El 25 de noviembre de 2020 se guardó a Diego Armando Maradona. Quizás el mejor futbolista de la historia; seguro el más importante. Da para discutir (y si acaso) si sus maravillas con la pelota conocieron a alguien de su tamaño. Pero no admite comparación la dimensión de su figura, que va mucho más allá de la del jugador capaz de personificar un adjetivo, maradoniano, para describir el no va más de la belleza futbolística. No ha habido uno igual en mística y trascendencia, en devoción y literatura, en inspiración y carisma. La sacudida que generó la noticia de su fallecimiento en el planeta, el del fútbol y el foráneo, habla sola. El día se llevó al más grande de todos los tiempos.
O no se lo llevó, porque Maradona se queda. Ya sobrevivió a las numerosas veces que murió en vida o que amagó con hacerlo. A las criminales patadas que pretendieron sepultarlo cuando no había forma de sujetarlo sobre la cancha, a sus continuos viajes al infierno de los excesos y las barbaridades y a las ocasionales y sonadas visitas con aviso de extremaunción que acumuló en su biografía. Y también sobrevive ahora, aunque su cuerpo reciba sepultura.

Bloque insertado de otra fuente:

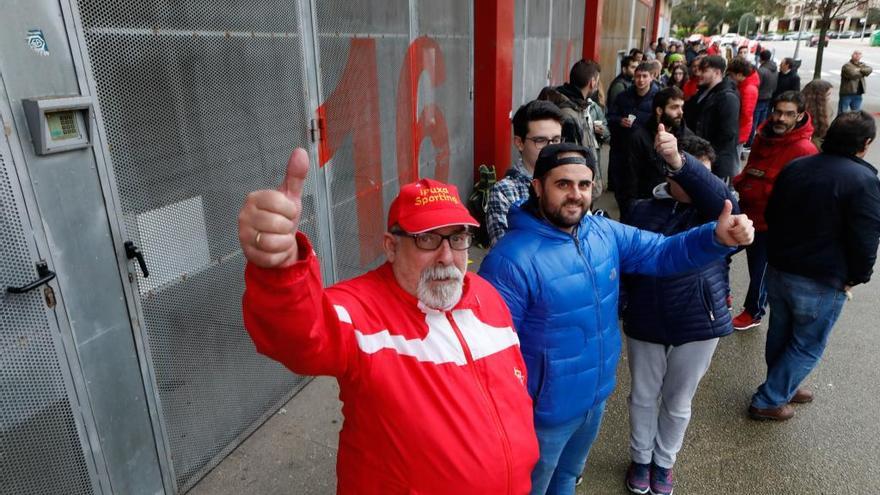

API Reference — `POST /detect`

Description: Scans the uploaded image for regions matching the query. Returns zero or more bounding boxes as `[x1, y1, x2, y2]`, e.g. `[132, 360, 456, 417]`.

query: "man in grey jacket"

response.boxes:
[746, 50, 779, 148]
[837, 50, 874, 115]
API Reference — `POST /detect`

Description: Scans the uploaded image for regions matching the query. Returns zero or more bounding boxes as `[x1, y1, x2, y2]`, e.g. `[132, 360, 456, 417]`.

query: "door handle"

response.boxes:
[122, 241, 150, 278]
[6, 261, 55, 294]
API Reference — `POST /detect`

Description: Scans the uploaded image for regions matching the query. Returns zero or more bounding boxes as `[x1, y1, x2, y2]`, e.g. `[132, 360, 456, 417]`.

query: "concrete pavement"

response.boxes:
[190, 40, 880, 495]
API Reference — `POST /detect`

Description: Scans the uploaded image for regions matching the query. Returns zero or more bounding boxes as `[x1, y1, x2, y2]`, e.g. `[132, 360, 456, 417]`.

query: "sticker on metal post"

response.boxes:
[27, 29, 49, 57]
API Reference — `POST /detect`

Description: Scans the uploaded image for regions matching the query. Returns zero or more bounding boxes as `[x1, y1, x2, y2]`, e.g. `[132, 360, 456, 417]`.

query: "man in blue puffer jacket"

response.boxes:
[623, 136, 739, 495]
[480, 140, 754, 495]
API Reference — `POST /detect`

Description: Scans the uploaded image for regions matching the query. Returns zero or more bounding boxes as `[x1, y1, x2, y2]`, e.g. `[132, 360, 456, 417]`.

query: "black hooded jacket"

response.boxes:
[684, 77, 739, 182]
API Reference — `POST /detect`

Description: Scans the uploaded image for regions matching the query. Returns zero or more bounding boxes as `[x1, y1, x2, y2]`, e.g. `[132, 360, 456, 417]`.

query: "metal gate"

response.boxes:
[0, 107, 100, 495]
[513, 0, 584, 111]
[71, 0, 473, 492]
[72, 0, 322, 492]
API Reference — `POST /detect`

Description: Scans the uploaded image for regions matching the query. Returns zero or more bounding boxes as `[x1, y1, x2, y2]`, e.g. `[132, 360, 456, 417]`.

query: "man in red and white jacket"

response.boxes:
[733, 91, 818, 330]
[239, 149, 538, 494]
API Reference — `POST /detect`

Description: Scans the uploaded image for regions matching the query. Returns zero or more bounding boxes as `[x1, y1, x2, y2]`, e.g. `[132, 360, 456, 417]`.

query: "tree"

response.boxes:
[736, 12, 755, 36]
[672, 0, 786, 35]
[868, 7, 880, 26]
[804, 0, 868, 79]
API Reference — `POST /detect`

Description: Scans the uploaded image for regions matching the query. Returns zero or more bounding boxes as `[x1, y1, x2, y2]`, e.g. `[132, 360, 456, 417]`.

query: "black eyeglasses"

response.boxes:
[391, 230, 474, 251]
[526, 136, 562, 149]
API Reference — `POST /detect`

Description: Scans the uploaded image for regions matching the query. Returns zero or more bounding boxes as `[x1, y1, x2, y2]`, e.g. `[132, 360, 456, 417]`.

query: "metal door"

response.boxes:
[73, 0, 324, 492]
[0, 101, 102, 495]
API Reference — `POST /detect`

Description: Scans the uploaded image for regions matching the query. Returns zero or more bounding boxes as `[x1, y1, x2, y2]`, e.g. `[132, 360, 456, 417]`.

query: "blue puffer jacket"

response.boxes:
[480, 202, 731, 426]
[623, 156, 739, 345]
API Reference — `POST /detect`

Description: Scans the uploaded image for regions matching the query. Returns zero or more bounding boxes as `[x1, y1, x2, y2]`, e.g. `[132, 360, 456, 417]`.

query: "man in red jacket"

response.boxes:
[727, 58, 761, 160]
[239, 149, 538, 495]
[733, 91, 818, 330]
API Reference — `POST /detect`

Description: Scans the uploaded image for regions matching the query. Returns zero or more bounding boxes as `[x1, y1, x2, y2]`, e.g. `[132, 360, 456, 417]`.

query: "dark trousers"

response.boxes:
[743, 231, 767, 318]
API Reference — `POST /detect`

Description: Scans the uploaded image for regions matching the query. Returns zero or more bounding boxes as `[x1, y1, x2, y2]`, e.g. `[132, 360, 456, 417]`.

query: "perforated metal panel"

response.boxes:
[316, 0, 410, 279]
[0, 141, 95, 495]
[78, 0, 323, 491]
[418, 0, 474, 203]
[523, 0, 552, 102]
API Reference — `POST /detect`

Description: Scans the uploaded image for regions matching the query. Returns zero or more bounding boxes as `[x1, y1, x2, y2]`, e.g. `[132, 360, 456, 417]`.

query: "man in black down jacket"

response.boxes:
[608, 62, 659, 213]
[749, 112, 880, 420]
[758, 57, 801, 99]
[684, 55, 739, 184]
[615, 86, 694, 223]
[623, 133, 738, 493]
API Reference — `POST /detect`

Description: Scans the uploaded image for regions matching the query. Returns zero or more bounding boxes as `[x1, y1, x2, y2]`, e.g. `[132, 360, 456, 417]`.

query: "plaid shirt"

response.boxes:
[486, 159, 532, 245]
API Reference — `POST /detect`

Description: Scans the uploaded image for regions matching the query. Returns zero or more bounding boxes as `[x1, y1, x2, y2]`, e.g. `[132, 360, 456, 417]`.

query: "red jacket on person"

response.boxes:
[733, 112, 819, 232]
[243, 233, 538, 495]
[737, 70, 761, 144]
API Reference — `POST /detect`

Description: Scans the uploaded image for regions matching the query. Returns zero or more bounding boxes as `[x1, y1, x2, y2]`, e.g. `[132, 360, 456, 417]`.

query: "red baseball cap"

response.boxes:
[388, 179, 480, 234]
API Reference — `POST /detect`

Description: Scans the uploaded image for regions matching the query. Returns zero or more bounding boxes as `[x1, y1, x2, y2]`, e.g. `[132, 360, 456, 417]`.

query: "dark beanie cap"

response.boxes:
[534, 143, 596, 179]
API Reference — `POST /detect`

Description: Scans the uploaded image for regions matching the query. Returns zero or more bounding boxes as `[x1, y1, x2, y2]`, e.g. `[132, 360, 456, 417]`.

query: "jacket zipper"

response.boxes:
[446, 311, 513, 493]
[571, 234, 600, 403]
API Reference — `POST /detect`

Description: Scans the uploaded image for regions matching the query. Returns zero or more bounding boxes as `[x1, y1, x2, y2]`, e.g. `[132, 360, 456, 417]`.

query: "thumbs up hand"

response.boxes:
[715, 199, 755, 247]
[654, 124, 684, 170]
[238, 148, 309, 268]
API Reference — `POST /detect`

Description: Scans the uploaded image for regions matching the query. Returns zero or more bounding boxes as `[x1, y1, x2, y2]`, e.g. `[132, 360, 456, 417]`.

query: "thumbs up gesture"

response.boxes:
[238, 148, 309, 268]
[715, 199, 755, 247]
[654, 124, 684, 170]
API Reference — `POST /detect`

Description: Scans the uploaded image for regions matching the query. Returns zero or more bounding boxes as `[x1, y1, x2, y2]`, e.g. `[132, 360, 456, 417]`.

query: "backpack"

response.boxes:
[467, 165, 497, 248]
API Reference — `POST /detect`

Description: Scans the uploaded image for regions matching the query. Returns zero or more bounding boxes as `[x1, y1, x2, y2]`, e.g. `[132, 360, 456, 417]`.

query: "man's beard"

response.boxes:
[541, 197, 590, 229]
[416, 265, 464, 311]
[770, 122, 797, 136]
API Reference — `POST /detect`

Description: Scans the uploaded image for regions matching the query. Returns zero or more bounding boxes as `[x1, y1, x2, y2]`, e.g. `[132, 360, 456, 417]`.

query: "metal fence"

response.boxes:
[66, 0, 473, 492]
[0, 124, 95, 495]
[513, 0, 585, 111]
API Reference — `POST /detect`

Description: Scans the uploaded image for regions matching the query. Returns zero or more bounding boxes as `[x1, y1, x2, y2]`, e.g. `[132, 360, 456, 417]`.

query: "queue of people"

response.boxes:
[239, 43, 880, 495]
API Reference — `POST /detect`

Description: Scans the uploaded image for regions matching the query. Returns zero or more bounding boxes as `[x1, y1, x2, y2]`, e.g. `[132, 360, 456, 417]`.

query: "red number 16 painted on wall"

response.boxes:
[318, 36, 449, 266]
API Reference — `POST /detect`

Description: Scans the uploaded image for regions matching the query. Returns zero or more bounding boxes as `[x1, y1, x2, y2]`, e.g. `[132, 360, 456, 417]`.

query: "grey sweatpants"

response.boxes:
[626, 337, 718, 468]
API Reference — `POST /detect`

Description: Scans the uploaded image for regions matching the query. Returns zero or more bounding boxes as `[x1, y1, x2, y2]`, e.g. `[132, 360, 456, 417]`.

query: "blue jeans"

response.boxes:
[530, 401, 605, 495]
[752, 268, 846, 409]
[746, 100, 770, 148]
[837, 95, 862, 115]
[743, 231, 767, 318]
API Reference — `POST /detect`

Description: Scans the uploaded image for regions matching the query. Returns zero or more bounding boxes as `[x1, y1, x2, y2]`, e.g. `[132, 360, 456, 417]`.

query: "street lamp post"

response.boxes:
[792, 2, 807, 60]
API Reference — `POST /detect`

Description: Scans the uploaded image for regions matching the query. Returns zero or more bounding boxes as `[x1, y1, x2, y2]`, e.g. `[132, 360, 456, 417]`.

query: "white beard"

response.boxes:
[416, 265, 464, 311]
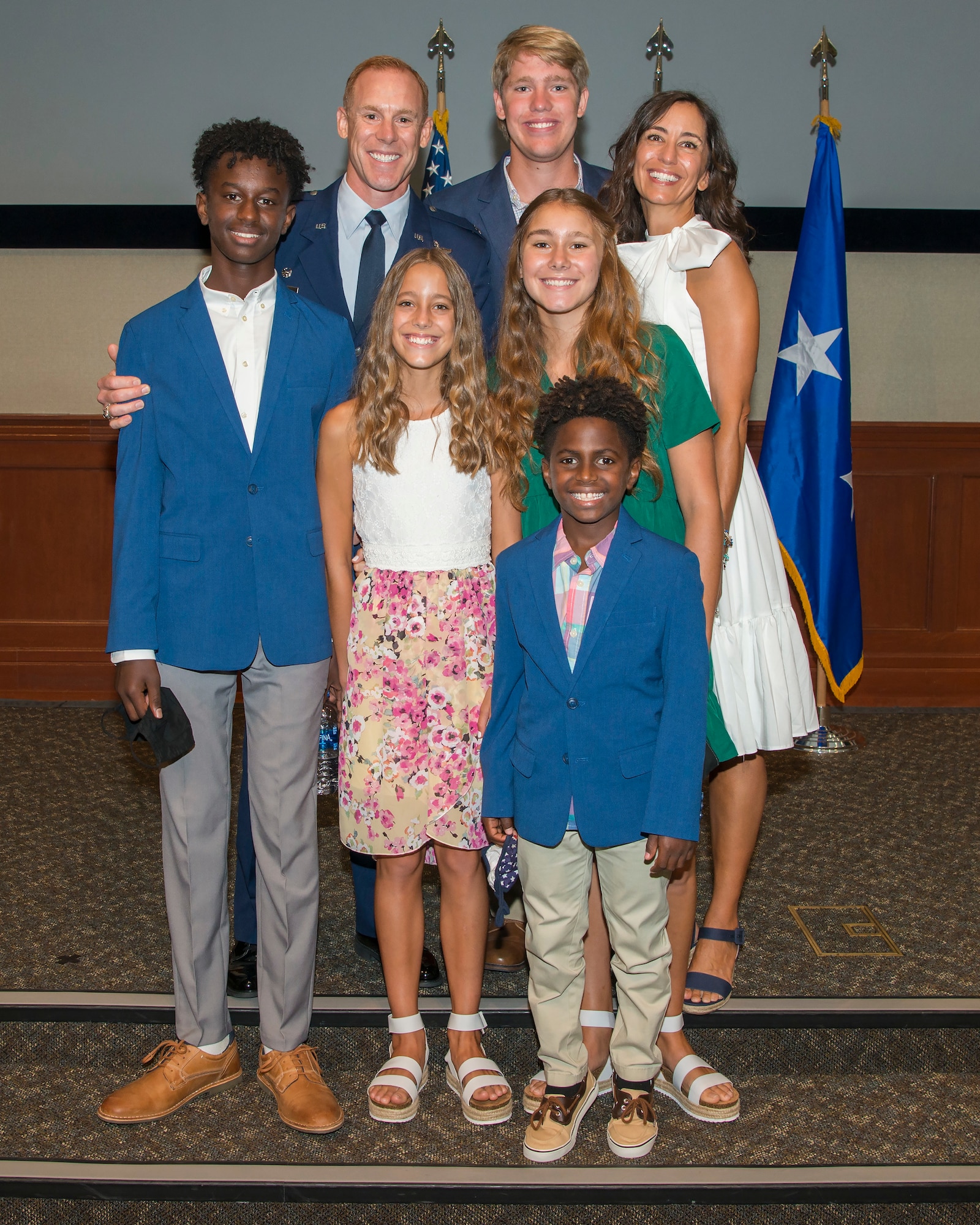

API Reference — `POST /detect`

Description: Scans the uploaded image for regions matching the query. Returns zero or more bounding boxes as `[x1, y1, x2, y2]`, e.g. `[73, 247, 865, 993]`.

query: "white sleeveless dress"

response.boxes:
[619, 217, 818, 755]
[338, 413, 496, 855]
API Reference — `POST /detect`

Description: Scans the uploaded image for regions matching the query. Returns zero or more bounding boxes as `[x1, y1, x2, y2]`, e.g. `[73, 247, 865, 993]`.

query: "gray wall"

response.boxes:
[0, 0, 980, 208]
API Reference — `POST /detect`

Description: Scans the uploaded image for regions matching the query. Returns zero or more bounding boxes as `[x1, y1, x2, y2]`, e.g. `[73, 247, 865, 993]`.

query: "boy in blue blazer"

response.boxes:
[99, 119, 354, 1132]
[480, 377, 708, 1161]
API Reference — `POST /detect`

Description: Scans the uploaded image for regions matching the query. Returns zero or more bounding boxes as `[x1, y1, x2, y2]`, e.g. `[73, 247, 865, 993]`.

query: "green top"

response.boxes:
[519, 327, 720, 544]
[488, 325, 737, 762]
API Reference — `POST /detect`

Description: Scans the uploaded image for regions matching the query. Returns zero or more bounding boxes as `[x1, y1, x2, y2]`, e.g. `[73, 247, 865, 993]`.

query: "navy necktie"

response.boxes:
[354, 208, 385, 336]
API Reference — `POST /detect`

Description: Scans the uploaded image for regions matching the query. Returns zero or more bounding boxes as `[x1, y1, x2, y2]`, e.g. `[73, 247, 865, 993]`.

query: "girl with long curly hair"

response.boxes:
[317, 249, 519, 1125]
[603, 98, 818, 1054]
[491, 189, 740, 1121]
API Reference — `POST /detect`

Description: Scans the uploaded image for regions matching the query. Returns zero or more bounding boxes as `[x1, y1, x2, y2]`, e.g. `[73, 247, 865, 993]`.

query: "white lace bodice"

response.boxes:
[617, 217, 731, 392]
[354, 412, 490, 571]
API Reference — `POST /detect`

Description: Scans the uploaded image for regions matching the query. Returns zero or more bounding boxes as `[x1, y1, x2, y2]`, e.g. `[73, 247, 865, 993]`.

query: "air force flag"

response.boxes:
[758, 123, 864, 702]
[421, 110, 452, 196]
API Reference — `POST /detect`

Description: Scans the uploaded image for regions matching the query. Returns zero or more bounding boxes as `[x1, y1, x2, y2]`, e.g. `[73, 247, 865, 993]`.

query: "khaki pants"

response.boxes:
[517, 831, 670, 1088]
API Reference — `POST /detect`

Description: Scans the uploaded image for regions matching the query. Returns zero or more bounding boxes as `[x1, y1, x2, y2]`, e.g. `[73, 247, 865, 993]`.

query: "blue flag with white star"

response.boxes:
[758, 123, 864, 702]
[421, 110, 452, 196]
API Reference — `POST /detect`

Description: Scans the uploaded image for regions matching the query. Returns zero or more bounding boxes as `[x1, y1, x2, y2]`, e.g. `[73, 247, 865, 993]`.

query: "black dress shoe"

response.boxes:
[228, 940, 258, 1000]
[419, 948, 442, 987]
[354, 931, 442, 986]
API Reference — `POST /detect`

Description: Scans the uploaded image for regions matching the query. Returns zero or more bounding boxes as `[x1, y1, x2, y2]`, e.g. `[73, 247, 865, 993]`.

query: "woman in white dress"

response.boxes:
[603, 91, 817, 1036]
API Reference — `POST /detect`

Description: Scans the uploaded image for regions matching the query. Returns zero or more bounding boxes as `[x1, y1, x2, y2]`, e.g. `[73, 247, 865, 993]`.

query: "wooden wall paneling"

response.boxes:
[0, 417, 115, 699]
[854, 473, 932, 630]
[953, 477, 980, 630]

Maradona seguirá ahí cuando pase esta semana de emociones, obituarios y homenajes. Su leyenda es irrompible. La del gol más bonito del mundo, aquella corrida memorable en México 86 que acabó con Inglaterra, la mejor aventura jamás contada sobre un campo de fútbol. Pero también la mano de Dios ese mismo día. La de la galopada en el Bernabéu metiéndose con la pelota en la portería tras empotrar contra el poste al madridista Juan José después del último regate. Pero también las patadas en la final de Copa contra el Athletic. Los goles revolucionarios con la camisa del Nápoles, cualquiera de ellos, pero sobre todo el del libre directo sin espacio para vencer por arriba a la barrera y caer de golpe por la escuadra (con el balón también derrotó a la física). Sus hazañas y sus pecados.
Los recuerdos serán selectivos, pero imborrables, porque hubo abundantes y de todos los colores. Como sus mil caras y sus extravagantes declaraciones, las mil formas que adoptó su cuerpo y hasta los episodios de caricatura con los que emborronó a última hora su personaje. Maradona lo abarcó todo, rozó siempre los dos extremos. Fue admirado, combatido, aplaudido, silbado, abrazado, golpeado e idolatrado. Y se volvió inmortal.
Se hablará del Diego en épocas que los de acá ya no veremos. Siempre. También cuando se pase la pena. Porque no ha habido un futbolista de su impacto y su llegada. De esa capacidad para alcanzar a tanta gente y tan variada. Su repercusión es irrepetible. Y su olvido imposible. Su cuerpo, ya castigado, se dobló a las 60 años. Habrá que aceptarlo. Pero su leyenda resiste y permanece. Maradona no se muere.